Were I a "predatory individuals victimizing underage editors" there would be a reason to threaten me with a ban for replying to questions from other editors on my home talk page. But I am not. James' bad faith is unacceptable.
Fae
On 16 Feb 2017 14:22, "Robert Fernandez" wikigamaliel@gmail.com wrote:
I don't see the point of paying for legal and community safety experts if we aren't going to allow them to engage in their area of professional expertise. Transparency, due process, and community governance are important values, but they are not the skills you need to bring to bear when it comes to issues such as, for example, predatory individuals victimizing underage editors. I know this sounds like "won't somebody think of the children!" but the thought of untrained volunteers, however sensitive and well meaning they are, attempting to deal with an issue like this frightening, and the thought of what passes for community governance on the English Wikipedia attempting to deal with this is positively bonechilling. It has very real consequences for the real, offline lives of victims and opens volunteers and projects to significant legal jeopardy.

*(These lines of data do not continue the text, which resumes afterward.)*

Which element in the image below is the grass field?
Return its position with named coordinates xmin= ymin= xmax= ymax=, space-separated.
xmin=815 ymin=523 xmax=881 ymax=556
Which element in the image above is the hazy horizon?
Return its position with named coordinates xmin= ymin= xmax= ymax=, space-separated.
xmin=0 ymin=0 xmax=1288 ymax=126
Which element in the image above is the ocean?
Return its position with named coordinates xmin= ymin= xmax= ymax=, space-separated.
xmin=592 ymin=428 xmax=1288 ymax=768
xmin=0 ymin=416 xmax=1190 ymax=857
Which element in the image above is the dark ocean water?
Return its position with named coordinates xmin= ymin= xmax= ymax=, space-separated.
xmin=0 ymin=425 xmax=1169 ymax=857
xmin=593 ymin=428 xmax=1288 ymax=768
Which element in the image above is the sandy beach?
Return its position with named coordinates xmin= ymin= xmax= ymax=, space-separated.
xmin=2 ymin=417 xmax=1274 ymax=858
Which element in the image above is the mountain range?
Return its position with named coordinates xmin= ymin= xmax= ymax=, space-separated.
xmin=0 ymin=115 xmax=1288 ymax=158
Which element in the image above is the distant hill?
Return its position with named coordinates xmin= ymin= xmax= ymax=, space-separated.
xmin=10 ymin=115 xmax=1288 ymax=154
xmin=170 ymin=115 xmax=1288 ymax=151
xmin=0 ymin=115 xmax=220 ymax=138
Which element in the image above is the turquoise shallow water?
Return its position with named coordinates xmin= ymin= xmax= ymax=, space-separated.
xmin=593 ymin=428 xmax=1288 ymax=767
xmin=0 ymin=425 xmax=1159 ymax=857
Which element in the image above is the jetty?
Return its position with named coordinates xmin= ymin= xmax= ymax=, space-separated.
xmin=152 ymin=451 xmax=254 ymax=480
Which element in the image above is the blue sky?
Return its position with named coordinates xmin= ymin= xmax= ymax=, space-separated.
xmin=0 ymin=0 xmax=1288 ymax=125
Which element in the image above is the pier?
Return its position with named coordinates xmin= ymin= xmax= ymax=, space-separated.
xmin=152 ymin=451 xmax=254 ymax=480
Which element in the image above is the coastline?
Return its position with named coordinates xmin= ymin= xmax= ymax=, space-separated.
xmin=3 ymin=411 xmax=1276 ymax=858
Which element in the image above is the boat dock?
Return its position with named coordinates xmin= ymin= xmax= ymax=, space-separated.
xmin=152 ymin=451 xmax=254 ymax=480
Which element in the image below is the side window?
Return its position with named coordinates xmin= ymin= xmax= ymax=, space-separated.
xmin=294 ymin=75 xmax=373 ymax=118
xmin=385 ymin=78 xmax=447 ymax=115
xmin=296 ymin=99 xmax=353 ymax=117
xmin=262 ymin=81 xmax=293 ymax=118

On Wed, Feb 15, 2017 at 11:57 PM, Pine W wiki.pine@gmail.com wrote:
- Based on what I currently know, I disagree with WMF's choice to site-ban
individuals instead of leaving that decision to the community,
particularly
when the evidence is not public. It seems to me that this practice is incompatible with transparency, due process, and community governance of Wikimedia content sites (which notably excludes the Foundation wiki).